Consumista compulsivo
Le describí el escalofriante panorama, cuando empujándome hacia la cocina abrió uno de los cajones, y ante mis ojos apareció la causa y efecto de su patología, la de la madre claro: 15 coladores rojos de diferentes tamaños perfectamente encajados como una matrioska de plástico barato.
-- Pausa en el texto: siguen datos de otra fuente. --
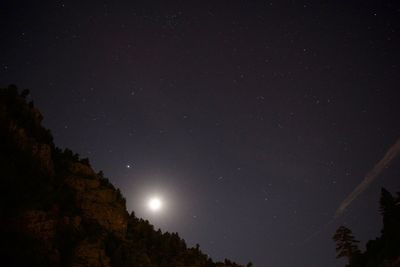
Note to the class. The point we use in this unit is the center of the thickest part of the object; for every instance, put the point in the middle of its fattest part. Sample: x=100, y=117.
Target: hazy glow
x=154, y=204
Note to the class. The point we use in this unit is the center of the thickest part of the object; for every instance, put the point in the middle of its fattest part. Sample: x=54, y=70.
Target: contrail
x=370, y=177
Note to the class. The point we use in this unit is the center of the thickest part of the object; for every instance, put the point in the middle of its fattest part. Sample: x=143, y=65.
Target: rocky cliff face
x=57, y=211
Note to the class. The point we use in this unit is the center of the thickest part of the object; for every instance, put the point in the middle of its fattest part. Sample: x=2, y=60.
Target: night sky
x=251, y=120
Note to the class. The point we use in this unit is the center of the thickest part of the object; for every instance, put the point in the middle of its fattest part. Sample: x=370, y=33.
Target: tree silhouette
x=346, y=245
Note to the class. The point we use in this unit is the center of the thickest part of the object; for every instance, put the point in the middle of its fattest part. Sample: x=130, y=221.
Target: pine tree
x=346, y=245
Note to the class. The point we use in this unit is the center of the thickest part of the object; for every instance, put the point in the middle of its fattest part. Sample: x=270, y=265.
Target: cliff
x=57, y=211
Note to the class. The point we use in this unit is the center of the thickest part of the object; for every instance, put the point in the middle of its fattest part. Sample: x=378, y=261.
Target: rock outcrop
x=57, y=211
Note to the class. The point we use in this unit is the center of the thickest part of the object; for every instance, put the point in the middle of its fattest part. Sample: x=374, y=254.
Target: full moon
x=154, y=204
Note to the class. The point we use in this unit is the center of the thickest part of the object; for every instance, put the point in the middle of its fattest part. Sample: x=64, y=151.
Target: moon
x=154, y=204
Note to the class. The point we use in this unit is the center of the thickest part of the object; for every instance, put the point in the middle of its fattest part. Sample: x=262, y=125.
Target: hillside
x=57, y=211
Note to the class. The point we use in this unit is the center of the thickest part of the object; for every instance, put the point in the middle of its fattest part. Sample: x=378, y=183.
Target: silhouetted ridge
x=57, y=211
x=384, y=251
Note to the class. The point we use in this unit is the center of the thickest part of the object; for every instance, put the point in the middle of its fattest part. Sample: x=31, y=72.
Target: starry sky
x=252, y=120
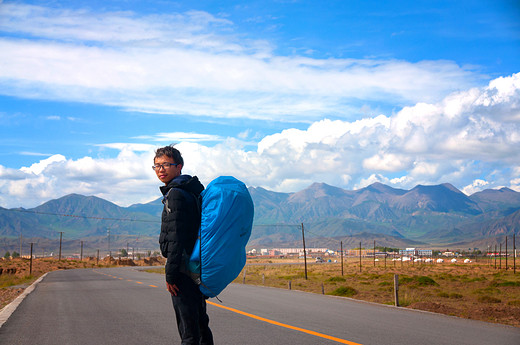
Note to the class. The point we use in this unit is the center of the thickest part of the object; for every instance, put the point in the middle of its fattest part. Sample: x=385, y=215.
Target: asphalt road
x=127, y=306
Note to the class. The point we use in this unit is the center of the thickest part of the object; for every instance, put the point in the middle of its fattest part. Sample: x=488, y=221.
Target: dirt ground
x=477, y=291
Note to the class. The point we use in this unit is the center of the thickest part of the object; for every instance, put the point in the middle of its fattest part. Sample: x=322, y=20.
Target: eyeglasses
x=164, y=166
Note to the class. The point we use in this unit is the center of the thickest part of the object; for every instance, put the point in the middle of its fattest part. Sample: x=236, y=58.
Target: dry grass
x=473, y=291
x=16, y=276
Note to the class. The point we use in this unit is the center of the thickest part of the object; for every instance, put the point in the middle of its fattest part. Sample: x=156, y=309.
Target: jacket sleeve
x=175, y=228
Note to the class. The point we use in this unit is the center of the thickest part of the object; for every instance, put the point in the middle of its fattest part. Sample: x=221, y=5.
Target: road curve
x=129, y=306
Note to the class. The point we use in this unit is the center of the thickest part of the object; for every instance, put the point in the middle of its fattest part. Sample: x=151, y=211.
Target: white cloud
x=194, y=63
x=456, y=140
x=474, y=187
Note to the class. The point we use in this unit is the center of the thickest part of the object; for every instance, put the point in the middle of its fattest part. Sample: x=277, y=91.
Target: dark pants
x=190, y=310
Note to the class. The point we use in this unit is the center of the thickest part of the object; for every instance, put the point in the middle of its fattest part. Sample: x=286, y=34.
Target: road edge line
x=303, y=330
x=6, y=311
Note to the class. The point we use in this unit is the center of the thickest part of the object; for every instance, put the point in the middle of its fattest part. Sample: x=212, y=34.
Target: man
x=179, y=231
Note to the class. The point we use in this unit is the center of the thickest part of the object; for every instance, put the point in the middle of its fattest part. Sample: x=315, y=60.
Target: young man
x=179, y=231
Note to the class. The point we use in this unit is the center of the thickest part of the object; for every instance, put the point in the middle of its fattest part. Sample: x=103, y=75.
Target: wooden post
x=304, y=252
x=374, y=253
x=396, y=289
x=61, y=235
x=359, y=256
x=341, y=257
x=506, y=253
x=30, y=266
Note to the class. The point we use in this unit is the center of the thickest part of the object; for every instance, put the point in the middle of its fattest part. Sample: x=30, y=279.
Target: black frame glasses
x=166, y=165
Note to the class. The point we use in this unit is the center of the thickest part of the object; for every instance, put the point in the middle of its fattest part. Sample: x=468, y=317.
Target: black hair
x=169, y=151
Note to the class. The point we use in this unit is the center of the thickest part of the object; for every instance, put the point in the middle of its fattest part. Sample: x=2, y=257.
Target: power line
x=85, y=217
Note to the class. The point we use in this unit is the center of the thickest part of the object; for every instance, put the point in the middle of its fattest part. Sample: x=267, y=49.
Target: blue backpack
x=226, y=221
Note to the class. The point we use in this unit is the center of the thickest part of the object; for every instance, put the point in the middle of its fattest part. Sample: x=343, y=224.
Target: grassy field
x=472, y=290
x=16, y=274
x=475, y=290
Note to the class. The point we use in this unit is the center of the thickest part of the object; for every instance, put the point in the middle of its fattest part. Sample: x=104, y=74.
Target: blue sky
x=280, y=94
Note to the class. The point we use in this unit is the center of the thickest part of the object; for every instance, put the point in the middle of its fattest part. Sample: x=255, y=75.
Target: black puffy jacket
x=180, y=222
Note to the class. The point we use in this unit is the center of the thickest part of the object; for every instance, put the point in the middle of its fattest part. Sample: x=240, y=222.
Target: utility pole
x=506, y=253
x=304, y=252
x=341, y=244
x=30, y=266
x=374, y=253
x=109, y=252
x=61, y=235
x=360, y=256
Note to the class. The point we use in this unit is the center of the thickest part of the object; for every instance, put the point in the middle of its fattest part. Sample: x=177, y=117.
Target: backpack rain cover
x=226, y=221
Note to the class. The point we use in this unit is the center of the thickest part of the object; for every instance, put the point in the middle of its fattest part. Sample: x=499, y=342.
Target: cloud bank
x=470, y=135
x=194, y=63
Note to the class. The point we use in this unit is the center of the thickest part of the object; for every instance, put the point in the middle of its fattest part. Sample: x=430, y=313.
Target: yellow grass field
x=473, y=290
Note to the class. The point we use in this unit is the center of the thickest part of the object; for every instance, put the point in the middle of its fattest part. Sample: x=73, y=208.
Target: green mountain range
x=438, y=215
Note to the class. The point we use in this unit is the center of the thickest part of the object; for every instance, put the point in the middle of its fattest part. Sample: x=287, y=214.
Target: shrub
x=425, y=281
x=345, y=291
x=508, y=283
x=488, y=299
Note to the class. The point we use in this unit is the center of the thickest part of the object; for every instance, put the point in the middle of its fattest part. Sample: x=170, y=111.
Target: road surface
x=128, y=306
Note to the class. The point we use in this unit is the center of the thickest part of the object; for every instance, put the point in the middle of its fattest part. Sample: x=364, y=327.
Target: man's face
x=166, y=172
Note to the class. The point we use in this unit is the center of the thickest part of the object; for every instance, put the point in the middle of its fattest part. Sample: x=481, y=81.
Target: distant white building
x=416, y=252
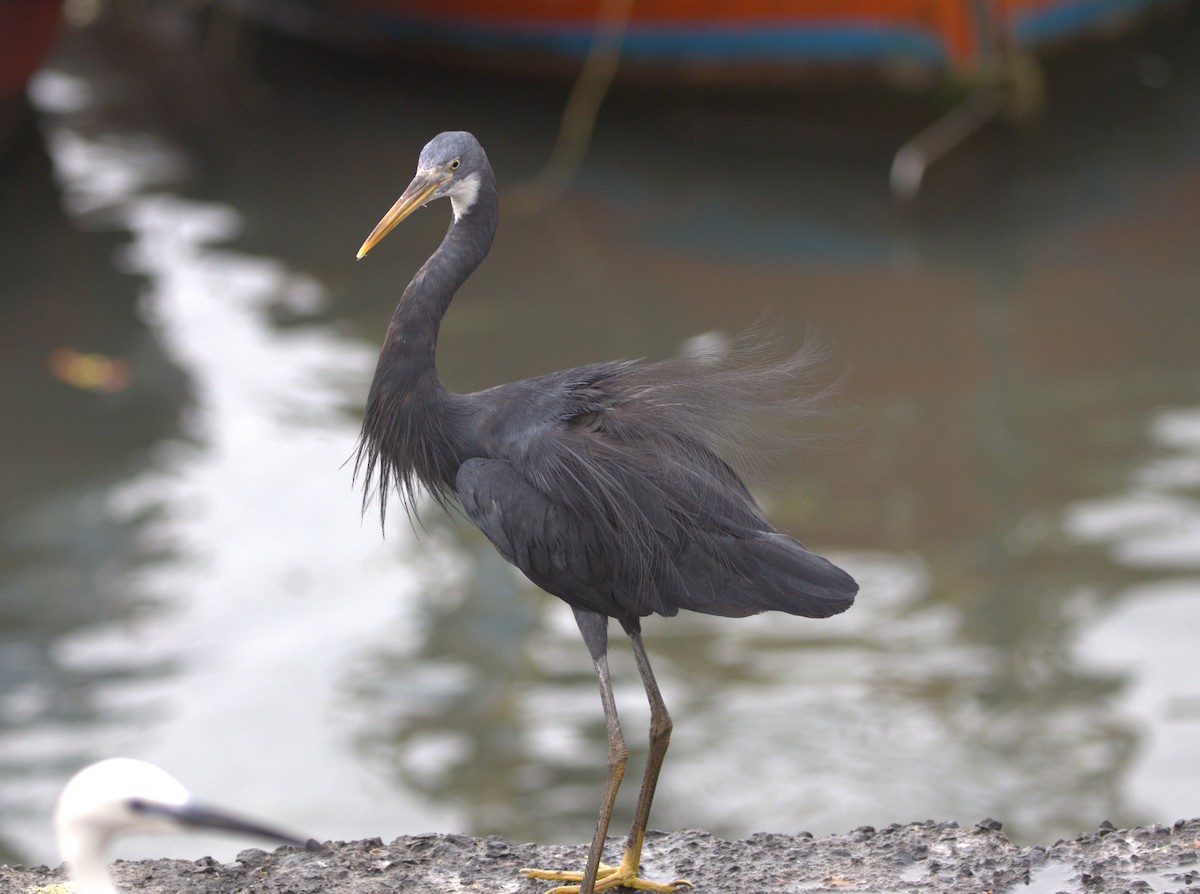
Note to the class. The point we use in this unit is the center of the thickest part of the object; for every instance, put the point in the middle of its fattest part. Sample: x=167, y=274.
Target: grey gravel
x=923, y=857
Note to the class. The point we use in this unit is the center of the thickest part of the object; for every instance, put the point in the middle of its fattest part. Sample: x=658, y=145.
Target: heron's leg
x=660, y=737
x=597, y=876
x=595, y=634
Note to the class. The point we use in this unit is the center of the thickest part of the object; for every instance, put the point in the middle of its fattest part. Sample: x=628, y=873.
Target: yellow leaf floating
x=90, y=372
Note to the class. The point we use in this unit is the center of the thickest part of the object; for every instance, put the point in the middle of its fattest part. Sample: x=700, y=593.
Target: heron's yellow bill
x=415, y=196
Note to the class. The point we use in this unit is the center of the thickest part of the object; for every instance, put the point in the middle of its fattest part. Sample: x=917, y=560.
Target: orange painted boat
x=28, y=33
x=718, y=36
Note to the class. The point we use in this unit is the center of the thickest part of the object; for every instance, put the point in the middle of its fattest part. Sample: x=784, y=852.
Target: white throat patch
x=463, y=195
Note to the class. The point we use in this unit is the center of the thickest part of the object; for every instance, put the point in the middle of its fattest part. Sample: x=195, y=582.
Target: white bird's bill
x=121, y=796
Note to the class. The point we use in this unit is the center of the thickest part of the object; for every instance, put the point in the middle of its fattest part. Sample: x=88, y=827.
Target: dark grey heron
x=605, y=484
x=121, y=796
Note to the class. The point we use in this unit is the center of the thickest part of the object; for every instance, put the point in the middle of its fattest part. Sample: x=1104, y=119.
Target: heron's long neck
x=413, y=427
x=413, y=331
x=88, y=868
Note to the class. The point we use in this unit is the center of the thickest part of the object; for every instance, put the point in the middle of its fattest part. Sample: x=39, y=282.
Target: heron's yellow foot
x=623, y=876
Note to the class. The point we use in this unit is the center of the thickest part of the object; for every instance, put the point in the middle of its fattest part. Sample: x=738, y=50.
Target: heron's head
x=121, y=796
x=451, y=165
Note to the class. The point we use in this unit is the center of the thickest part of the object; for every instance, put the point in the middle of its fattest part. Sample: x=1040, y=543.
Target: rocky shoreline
x=918, y=858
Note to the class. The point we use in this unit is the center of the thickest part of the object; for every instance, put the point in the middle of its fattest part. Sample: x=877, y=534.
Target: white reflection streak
x=271, y=583
x=1157, y=522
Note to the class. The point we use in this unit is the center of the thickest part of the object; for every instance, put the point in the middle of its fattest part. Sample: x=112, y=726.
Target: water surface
x=1014, y=475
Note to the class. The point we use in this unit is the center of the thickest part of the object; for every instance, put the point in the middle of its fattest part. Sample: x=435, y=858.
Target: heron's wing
x=628, y=550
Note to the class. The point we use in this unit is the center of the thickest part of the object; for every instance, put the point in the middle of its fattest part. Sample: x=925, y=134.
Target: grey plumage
x=609, y=485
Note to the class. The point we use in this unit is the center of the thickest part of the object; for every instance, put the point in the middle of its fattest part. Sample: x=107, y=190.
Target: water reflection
x=185, y=576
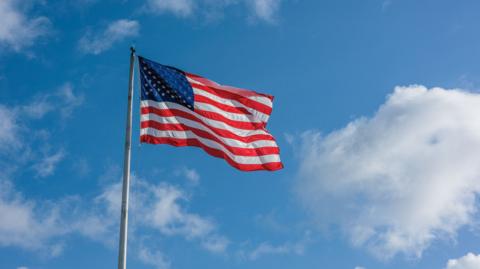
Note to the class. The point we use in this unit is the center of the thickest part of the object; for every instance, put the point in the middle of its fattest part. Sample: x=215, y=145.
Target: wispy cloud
x=264, y=10
x=47, y=164
x=401, y=179
x=154, y=258
x=469, y=261
x=17, y=30
x=189, y=173
x=26, y=225
x=100, y=41
x=64, y=100
x=178, y=7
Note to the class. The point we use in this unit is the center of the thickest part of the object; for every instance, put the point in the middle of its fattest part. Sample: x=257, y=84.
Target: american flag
x=182, y=109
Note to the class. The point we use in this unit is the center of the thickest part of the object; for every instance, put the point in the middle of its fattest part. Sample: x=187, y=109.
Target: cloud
x=266, y=248
x=8, y=129
x=17, y=30
x=469, y=261
x=163, y=209
x=156, y=259
x=401, y=179
x=166, y=214
x=189, y=173
x=180, y=8
x=64, y=99
x=216, y=244
x=116, y=31
x=46, y=166
x=26, y=225
x=264, y=10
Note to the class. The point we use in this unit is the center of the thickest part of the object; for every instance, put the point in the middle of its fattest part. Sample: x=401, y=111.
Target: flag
x=183, y=109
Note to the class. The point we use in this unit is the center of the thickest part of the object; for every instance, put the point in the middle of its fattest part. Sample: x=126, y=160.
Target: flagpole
x=122, y=249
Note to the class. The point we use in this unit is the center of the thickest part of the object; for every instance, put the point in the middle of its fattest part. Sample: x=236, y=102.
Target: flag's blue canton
x=164, y=84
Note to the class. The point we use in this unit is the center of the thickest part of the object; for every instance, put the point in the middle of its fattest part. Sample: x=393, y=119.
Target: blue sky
x=375, y=111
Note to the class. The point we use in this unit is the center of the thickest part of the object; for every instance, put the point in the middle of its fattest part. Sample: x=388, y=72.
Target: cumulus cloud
x=267, y=248
x=46, y=165
x=265, y=10
x=64, y=99
x=189, y=173
x=25, y=224
x=469, y=261
x=17, y=30
x=178, y=7
x=117, y=31
x=401, y=179
x=163, y=208
x=8, y=129
x=156, y=258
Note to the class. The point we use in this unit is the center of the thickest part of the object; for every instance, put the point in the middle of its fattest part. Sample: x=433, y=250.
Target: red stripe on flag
x=257, y=151
x=272, y=166
x=239, y=98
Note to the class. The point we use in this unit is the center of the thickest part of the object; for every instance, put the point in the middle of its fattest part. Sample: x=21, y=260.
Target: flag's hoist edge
x=183, y=109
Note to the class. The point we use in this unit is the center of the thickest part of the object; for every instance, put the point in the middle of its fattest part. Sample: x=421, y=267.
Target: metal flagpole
x=122, y=249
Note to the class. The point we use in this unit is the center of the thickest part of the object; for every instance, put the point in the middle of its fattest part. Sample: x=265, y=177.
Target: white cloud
x=401, y=179
x=469, y=261
x=167, y=215
x=267, y=248
x=116, y=31
x=156, y=259
x=24, y=224
x=162, y=209
x=8, y=129
x=17, y=30
x=178, y=7
x=216, y=244
x=265, y=10
x=46, y=166
x=64, y=100
x=189, y=173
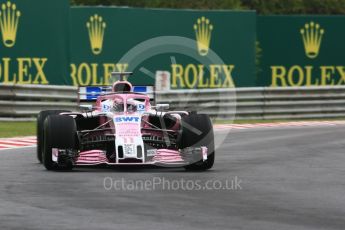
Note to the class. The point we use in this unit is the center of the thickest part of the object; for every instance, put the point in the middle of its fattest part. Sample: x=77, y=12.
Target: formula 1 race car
x=123, y=128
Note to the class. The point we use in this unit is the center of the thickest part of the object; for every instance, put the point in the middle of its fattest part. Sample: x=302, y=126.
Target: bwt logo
x=127, y=119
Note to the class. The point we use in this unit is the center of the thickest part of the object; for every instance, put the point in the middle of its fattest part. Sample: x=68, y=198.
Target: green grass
x=17, y=128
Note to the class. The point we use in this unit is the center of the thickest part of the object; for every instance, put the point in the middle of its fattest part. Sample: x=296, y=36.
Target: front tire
x=197, y=131
x=60, y=133
x=39, y=129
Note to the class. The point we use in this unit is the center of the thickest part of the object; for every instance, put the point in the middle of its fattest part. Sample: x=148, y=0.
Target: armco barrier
x=260, y=102
x=18, y=101
x=21, y=101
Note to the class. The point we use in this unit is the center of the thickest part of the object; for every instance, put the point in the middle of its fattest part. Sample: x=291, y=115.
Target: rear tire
x=39, y=129
x=60, y=133
x=197, y=131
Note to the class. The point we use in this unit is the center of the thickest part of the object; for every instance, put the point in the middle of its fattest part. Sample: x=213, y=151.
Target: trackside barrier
x=260, y=102
x=25, y=101
x=20, y=101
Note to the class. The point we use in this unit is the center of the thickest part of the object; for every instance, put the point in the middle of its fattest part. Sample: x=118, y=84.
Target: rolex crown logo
x=96, y=27
x=9, y=19
x=312, y=37
x=203, y=30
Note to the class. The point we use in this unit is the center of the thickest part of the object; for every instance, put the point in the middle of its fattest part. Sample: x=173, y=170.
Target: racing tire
x=197, y=131
x=39, y=129
x=59, y=132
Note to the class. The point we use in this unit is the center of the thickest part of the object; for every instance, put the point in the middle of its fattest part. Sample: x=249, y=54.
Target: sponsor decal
x=127, y=119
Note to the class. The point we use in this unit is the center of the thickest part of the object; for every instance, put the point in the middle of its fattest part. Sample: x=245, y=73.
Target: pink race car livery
x=123, y=128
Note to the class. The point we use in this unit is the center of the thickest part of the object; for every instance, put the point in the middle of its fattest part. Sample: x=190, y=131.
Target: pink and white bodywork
x=123, y=128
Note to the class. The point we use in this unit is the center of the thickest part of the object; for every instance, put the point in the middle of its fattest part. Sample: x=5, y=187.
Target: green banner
x=197, y=49
x=301, y=50
x=34, y=42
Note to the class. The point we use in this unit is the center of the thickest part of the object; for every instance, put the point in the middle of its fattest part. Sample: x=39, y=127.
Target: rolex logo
x=9, y=19
x=96, y=27
x=312, y=37
x=203, y=30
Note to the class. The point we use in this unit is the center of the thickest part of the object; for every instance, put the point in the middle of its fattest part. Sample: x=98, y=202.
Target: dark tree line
x=261, y=6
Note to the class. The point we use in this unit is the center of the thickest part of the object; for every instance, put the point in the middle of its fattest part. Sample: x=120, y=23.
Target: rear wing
x=90, y=93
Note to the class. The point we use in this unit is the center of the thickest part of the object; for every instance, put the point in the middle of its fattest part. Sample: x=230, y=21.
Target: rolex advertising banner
x=188, y=48
x=301, y=50
x=34, y=42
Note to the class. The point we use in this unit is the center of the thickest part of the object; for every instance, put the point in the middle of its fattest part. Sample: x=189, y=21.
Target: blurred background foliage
x=261, y=6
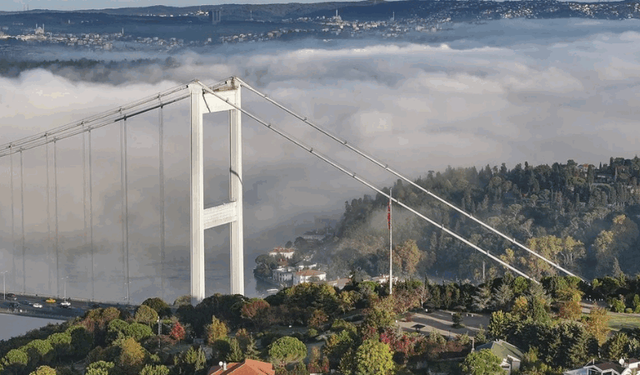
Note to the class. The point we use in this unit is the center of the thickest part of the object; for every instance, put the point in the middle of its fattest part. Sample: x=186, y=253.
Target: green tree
x=373, y=358
x=131, y=358
x=177, y=332
x=597, y=324
x=482, y=362
x=616, y=347
x=146, y=315
x=457, y=320
x=217, y=330
x=407, y=256
x=379, y=317
x=235, y=354
x=338, y=344
x=138, y=331
x=500, y=325
x=286, y=350
x=190, y=362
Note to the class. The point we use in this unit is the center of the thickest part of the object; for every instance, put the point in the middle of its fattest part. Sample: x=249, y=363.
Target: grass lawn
x=619, y=321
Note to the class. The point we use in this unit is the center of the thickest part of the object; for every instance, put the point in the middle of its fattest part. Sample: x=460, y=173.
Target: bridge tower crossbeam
x=228, y=98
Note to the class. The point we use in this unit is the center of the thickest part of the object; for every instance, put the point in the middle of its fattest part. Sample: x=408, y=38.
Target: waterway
x=16, y=325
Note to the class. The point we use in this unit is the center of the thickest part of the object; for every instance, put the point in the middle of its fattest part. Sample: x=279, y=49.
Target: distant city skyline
x=18, y=5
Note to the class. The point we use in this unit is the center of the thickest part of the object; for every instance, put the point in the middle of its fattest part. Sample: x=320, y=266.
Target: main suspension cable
x=24, y=262
x=93, y=290
x=162, y=201
x=397, y=174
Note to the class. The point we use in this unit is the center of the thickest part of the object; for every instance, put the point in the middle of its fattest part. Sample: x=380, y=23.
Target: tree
x=177, y=332
x=43, y=370
x=155, y=370
x=337, y=345
x=502, y=297
x=482, y=298
x=482, y=362
x=597, y=324
x=373, y=358
x=190, y=362
x=616, y=347
x=146, y=314
x=138, y=331
x=160, y=306
x=318, y=319
x=217, y=330
x=131, y=357
x=570, y=310
x=235, y=354
x=457, y=320
x=100, y=368
x=407, y=256
x=286, y=350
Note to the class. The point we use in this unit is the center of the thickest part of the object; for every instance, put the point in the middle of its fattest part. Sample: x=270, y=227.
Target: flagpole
x=390, y=245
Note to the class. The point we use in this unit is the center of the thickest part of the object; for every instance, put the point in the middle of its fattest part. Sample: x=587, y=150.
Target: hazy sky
x=16, y=5
x=505, y=91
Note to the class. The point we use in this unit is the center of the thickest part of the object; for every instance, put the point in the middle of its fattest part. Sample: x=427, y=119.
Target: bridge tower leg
x=201, y=219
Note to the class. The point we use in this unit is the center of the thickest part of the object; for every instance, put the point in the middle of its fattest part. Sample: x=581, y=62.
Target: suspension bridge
x=221, y=97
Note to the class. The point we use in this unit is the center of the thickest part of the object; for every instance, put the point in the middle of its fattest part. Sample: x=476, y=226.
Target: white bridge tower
x=201, y=218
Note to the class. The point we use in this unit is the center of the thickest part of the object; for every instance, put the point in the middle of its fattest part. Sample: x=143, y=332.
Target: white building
x=282, y=274
x=306, y=276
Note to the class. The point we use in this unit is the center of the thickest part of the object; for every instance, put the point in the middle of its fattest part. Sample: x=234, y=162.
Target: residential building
x=509, y=354
x=306, y=276
x=282, y=252
x=283, y=275
x=623, y=367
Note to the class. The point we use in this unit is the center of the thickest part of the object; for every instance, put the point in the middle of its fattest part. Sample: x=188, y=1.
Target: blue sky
x=16, y=5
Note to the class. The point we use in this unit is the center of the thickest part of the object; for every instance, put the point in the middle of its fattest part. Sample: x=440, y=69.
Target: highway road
x=27, y=305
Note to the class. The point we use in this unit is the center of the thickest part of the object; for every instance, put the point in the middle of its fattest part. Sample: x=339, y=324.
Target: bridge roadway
x=24, y=305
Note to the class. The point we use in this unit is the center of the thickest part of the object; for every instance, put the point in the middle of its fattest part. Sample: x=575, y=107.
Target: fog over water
x=504, y=91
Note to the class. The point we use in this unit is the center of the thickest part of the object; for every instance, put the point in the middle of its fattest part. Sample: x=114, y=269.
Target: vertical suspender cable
x=162, y=207
x=84, y=187
x=13, y=225
x=125, y=210
x=48, y=212
x=55, y=200
x=93, y=291
x=24, y=262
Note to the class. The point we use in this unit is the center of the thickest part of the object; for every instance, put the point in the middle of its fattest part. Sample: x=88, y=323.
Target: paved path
x=441, y=321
No, la buena señora no compraba blusas, zapatos, leotardos de naylon, ni conjuntos de ropa interior.
Adquiría coladores, y aquel me pareció un gesto que desclasaba a los ricos de los pobres demostrando una vez más que el veneno siempre está en la dosis.
Sol Alonso
(Reflexiones ante el estudio ¿SOY CONSUMISTA COMPULSIVO? realizado por Showroomprive.com, la segunda tienda de ventas privadas online de Europa)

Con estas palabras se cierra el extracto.